Seulement, je ne supporte pas l'incompréhension et la naïveté de ces êtres qui ne croient pas qu'un homme puisse aimer ce qu'ils détestent, qui assènent une insulte comme seul argument. Les hommes sont tous sourds, et moi il me semble parfois que je suis muet.
Je prépare un sandwich, pensivement.
Willy vient se glisser entre mes jambes, sa longue queue paraît être un de ces serpents charmés et dansant, elle tourne autour de ma jambe. Il se frotte lentement contre moi et son ronronnement me ramène en arrière. Suzanne le caresse toujours avec tendresse et ses doigts dessinent délicatement, sur sa tête, des soleils éclatants.
Willy m'observe et je crois qu'il se demande pourquoi son maître ne s'occupe pas de lui. J'abandonne mon sandwich et je me baisse à sa hauteur. Lentement je me couche à terre. Il vient se lover sur mon cœur comme il le fait toujours et je me laisse noyer dans les vibrations de son corps.
Y aller et vivre une nouvelle fois le rejet des êtres aimés.
Être lâche, encore, et envoyer une simple lettre.
Être lâche seulement.
Ma main, instinctivement, vient caresser Willy et il se laisse faire. J'ai plaisir à imaginer qu'il comprend ma détresse.
Il se lève, se courbe avec douceur et s'en va.

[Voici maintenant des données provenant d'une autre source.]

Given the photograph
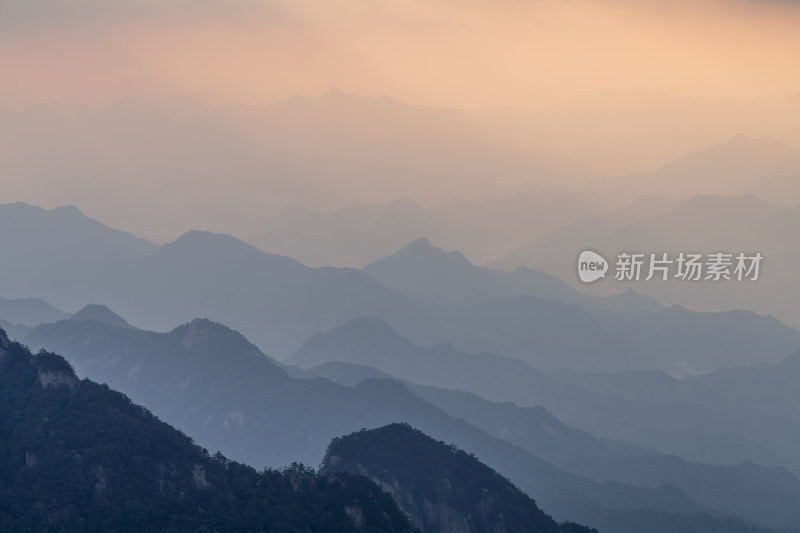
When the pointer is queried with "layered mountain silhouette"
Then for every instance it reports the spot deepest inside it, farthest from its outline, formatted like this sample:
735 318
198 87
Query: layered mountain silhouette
686 428
439 487
422 271
213 384
78 456
100 313
278 303
29 311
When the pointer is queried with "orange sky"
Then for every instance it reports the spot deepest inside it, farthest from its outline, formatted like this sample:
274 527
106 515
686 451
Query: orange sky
466 53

« Ingrat, dis-je en souriant. »
Je finis mon sandwich et je décide d'y aller. Sans savoir ce qui me pousse à le faire, je me dis qu'il faut que je les revoie. Cela sera mon épreuve, mon but, comme aurait dit mon père.
Willy revient ; il est intéressé par mon sandwich.
Je me demande si je vais être compris. Là-bas, je le sais, ils se moquent de tout ce qui est différent d'eux ; ils se moquaient déjà quand j'étais l'enfant-génie, quand, au collège, je naviguais entre sciences rationnelles et peurs ridicules, ou encore lorsque, au lycée, je ne savais pas si je devais me méfier des paroles de mes parents ou leur faire une absolue confiance.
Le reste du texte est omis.